To Manage
She writes to me--
Sometimes I lie awake thinking
I didn't even clean my room yet
And soon I will be twenty-five
And a failure
And when I am fifty--oh!
I write her back
Slowly slow
Clean one drawer
Arrange words on a page
let them find one another
Find you
Trust they might know something
You aren't living the whole thing
At once
That's what a minute said to an hour
Without me you are nothing
Naomi Shihab Nye, Voices in the Air: Poems for Listeners, Greenwillow Books, 2018.

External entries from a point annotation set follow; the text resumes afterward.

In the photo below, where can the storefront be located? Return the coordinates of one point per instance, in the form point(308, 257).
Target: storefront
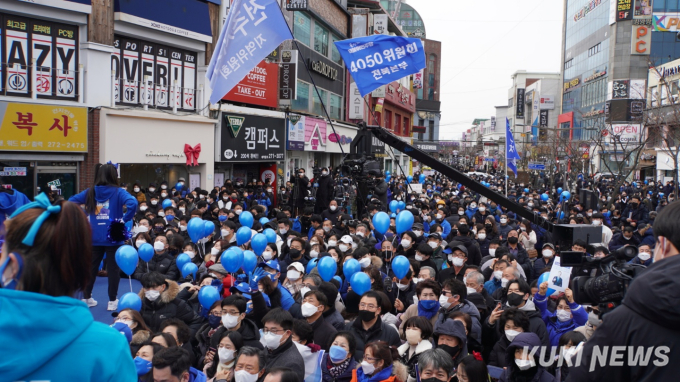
point(251, 145)
point(42, 146)
point(153, 147)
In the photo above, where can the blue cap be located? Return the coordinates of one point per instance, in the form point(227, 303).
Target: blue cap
point(124, 330)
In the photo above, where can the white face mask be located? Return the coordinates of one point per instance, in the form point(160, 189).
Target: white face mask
point(229, 321)
point(364, 262)
point(308, 309)
point(293, 275)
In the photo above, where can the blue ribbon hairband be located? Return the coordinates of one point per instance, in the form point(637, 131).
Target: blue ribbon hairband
point(41, 201)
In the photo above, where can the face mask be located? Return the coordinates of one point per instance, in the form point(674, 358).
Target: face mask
point(272, 341)
point(244, 376)
point(563, 315)
point(229, 321)
point(152, 295)
point(292, 275)
point(308, 309)
point(143, 366)
point(337, 354)
point(364, 261)
point(444, 302)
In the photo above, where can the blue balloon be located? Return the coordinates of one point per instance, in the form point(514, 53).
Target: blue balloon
point(311, 265)
point(146, 252)
point(189, 269)
point(231, 261)
point(259, 243)
point(400, 266)
point(270, 234)
point(246, 219)
point(249, 261)
point(182, 260)
point(243, 235)
point(544, 278)
point(207, 296)
point(130, 300)
point(327, 268)
point(208, 228)
point(351, 267)
point(196, 229)
point(360, 283)
point(127, 259)
point(404, 221)
point(381, 222)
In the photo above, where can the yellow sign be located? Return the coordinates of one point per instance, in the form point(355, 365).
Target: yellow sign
point(31, 127)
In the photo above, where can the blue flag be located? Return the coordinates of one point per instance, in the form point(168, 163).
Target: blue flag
point(377, 60)
point(254, 28)
point(511, 154)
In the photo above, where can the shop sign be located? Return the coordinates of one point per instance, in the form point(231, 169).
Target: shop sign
point(258, 87)
point(30, 127)
point(252, 138)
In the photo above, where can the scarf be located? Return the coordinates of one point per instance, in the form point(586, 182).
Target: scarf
point(337, 370)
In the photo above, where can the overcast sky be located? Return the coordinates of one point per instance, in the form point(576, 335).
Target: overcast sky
point(483, 44)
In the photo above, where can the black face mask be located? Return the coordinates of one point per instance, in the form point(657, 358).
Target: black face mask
point(515, 299)
point(365, 315)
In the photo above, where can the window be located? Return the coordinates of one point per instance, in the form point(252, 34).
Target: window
point(321, 39)
point(302, 30)
point(317, 108)
point(302, 101)
point(336, 106)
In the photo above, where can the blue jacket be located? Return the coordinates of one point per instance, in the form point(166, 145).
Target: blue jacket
point(110, 202)
point(56, 339)
point(554, 326)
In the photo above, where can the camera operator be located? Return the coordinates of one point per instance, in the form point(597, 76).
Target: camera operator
point(324, 192)
point(648, 318)
point(301, 186)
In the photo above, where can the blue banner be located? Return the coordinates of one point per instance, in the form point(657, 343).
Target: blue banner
point(254, 28)
point(511, 154)
point(377, 60)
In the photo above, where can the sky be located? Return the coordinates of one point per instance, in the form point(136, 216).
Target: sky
point(483, 44)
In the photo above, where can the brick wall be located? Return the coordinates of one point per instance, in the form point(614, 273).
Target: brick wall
point(331, 12)
point(86, 178)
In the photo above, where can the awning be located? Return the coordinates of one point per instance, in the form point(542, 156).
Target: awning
point(186, 18)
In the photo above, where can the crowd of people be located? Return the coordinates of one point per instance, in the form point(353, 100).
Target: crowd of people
point(469, 305)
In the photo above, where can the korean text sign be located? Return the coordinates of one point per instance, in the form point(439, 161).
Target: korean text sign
point(377, 60)
point(30, 127)
point(252, 138)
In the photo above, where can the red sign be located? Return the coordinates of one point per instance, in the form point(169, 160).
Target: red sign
point(259, 87)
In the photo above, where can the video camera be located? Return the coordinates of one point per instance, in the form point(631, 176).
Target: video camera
point(609, 277)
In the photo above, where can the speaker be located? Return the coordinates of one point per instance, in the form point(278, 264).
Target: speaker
point(588, 199)
point(564, 235)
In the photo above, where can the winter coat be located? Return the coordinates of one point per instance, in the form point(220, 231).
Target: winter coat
point(110, 201)
point(649, 317)
point(287, 355)
point(380, 331)
point(411, 360)
point(168, 306)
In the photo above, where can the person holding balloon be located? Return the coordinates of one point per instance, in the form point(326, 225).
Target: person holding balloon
point(568, 316)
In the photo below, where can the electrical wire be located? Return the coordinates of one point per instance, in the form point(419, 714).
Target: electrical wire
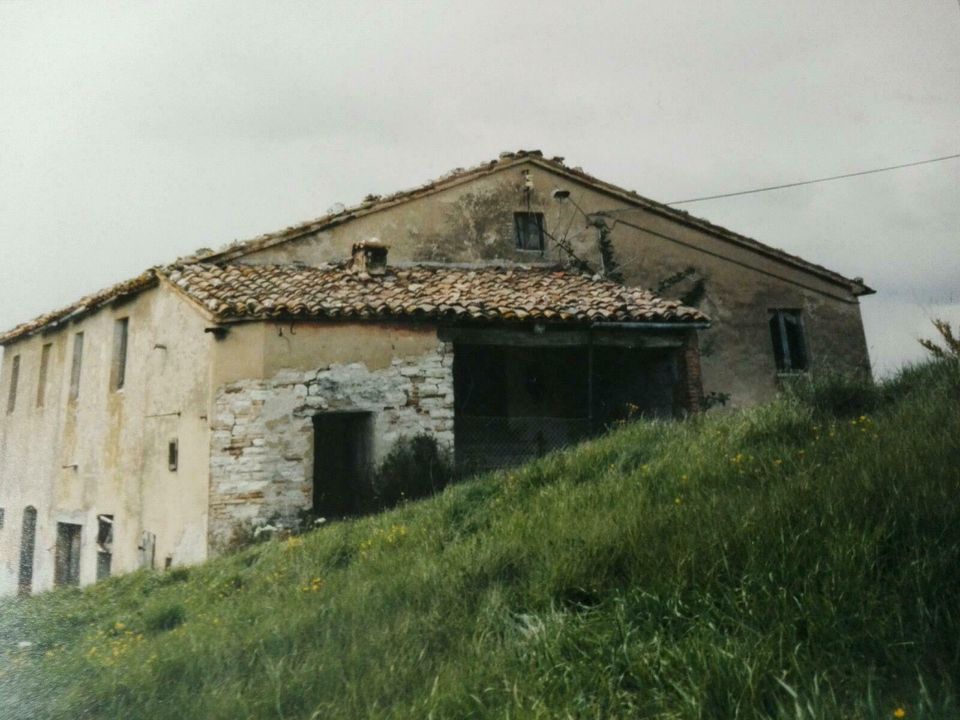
point(818, 180)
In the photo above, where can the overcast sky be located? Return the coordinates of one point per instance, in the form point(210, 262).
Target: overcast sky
point(134, 133)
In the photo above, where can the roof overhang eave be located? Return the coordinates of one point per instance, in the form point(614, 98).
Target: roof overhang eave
point(696, 325)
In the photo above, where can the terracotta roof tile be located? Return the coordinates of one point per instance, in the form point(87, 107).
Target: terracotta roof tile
point(251, 292)
point(373, 203)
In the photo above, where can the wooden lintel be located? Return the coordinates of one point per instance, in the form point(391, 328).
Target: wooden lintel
point(627, 338)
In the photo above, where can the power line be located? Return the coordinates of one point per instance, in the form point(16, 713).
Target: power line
point(811, 182)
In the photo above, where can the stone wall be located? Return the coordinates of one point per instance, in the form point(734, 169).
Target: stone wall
point(261, 447)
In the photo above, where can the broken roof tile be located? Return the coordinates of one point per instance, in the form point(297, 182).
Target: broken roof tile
point(258, 292)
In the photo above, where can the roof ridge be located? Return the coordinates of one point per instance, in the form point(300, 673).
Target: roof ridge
point(375, 202)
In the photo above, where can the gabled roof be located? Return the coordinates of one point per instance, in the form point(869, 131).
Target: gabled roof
point(517, 294)
point(375, 203)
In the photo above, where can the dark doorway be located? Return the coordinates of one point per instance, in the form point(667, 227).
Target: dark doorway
point(28, 539)
point(67, 568)
point(341, 465)
point(104, 545)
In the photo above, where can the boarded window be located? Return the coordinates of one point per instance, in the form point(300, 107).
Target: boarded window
point(75, 367)
point(528, 228)
point(44, 368)
point(28, 538)
point(119, 370)
point(173, 455)
point(14, 379)
point(67, 567)
point(789, 345)
point(104, 545)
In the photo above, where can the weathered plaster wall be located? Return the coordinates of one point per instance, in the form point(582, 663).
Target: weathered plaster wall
point(261, 447)
point(106, 451)
point(473, 222)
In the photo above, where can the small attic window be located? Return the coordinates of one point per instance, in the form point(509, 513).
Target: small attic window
point(789, 344)
point(528, 229)
point(173, 455)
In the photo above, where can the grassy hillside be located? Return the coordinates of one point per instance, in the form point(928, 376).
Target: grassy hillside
point(799, 560)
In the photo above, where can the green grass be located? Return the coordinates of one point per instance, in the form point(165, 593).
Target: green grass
point(781, 562)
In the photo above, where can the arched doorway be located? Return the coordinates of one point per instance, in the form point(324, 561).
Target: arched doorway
point(28, 539)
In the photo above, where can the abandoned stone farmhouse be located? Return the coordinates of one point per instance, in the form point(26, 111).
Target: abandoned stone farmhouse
point(505, 309)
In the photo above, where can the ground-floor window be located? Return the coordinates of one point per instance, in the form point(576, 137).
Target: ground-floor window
point(28, 538)
point(341, 466)
point(104, 545)
point(67, 567)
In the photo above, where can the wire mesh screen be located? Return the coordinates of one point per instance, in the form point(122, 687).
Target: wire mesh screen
point(488, 443)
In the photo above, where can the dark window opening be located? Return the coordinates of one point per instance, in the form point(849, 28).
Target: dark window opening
point(44, 368)
point(75, 367)
point(528, 228)
point(67, 562)
point(28, 539)
point(14, 379)
point(119, 373)
point(789, 344)
point(173, 455)
point(341, 463)
point(516, 403)
point(104, 545)
point(147, 549)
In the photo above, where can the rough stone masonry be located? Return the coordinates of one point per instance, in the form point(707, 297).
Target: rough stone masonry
point(261, 447)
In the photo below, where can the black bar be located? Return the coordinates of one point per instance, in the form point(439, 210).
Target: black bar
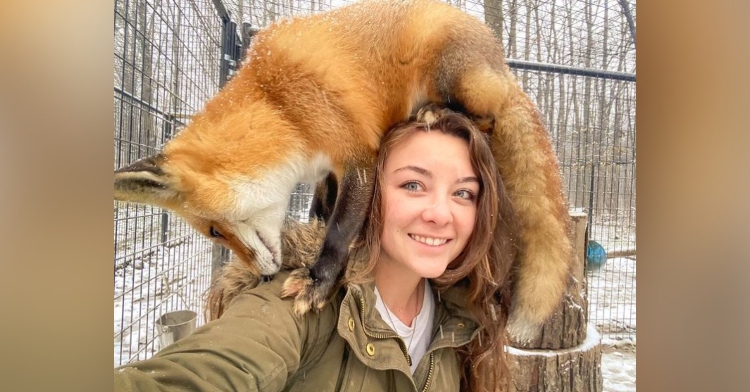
point(568, 70)
point(229, 51)
point(165, 116)
point(221, 10)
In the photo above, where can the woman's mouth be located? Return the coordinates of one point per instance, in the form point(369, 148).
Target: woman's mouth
point(428, 240)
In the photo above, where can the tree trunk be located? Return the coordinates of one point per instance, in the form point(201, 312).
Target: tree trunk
point(570, 370)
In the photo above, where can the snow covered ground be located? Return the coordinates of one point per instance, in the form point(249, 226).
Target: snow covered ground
point(151, 280)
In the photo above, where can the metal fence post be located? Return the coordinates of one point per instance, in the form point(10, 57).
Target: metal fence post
point(231, 48)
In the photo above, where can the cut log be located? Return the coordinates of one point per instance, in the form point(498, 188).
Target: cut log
point(566, 354)
point(576, 369)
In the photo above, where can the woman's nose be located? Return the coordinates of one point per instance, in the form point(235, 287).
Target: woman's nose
point(437, 211)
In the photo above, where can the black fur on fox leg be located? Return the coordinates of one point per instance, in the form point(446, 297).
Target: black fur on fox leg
point(324, 198)
point(350, 211)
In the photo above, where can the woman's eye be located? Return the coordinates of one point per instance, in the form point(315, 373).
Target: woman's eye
point(465, 194)
point(215, 233)
point(412, 186)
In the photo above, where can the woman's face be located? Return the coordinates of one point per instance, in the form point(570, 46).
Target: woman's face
point(429, 196)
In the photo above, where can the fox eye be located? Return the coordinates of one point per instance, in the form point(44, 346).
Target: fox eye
point(215, 233)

Earlier I posted the Desiderata--one line comes back to me after reading this poem about managing our lives when they are unruly and overwhelming; "beyond a wholesome discipline, be gentle with yourself. You are a child of the Universe no less than the trees and the stars you have a right to be here."
I'm going to be gentle with myself here too and share some of Nye's introduction with you that speaks so beautifully about the focus and intent of this book of poetry, that makes it so worthwhile to read.
"Poet Galway Kinnell said, "To me poetry is someone standing up, so to speak, and saying, with as little concealment as possible, what it is for him or her to be on this earth at this moment."
Someone--Abraham Lincoln?--once remarked that all the voices ever cast out into the air are still floating around out there in the far ethers--somehow, somewhere--and if we only knew how to listen well enough, we could hear them even now.
Voices as guides, lines and stanzas as rooms, sometimes a single word the furniture on which to sit...each day we could open the door, and enter, and be found. These days I wonder--was life always strange--just in different ways? Does speaking some of the strangeness help us survive it, even if we can't solve or change it?"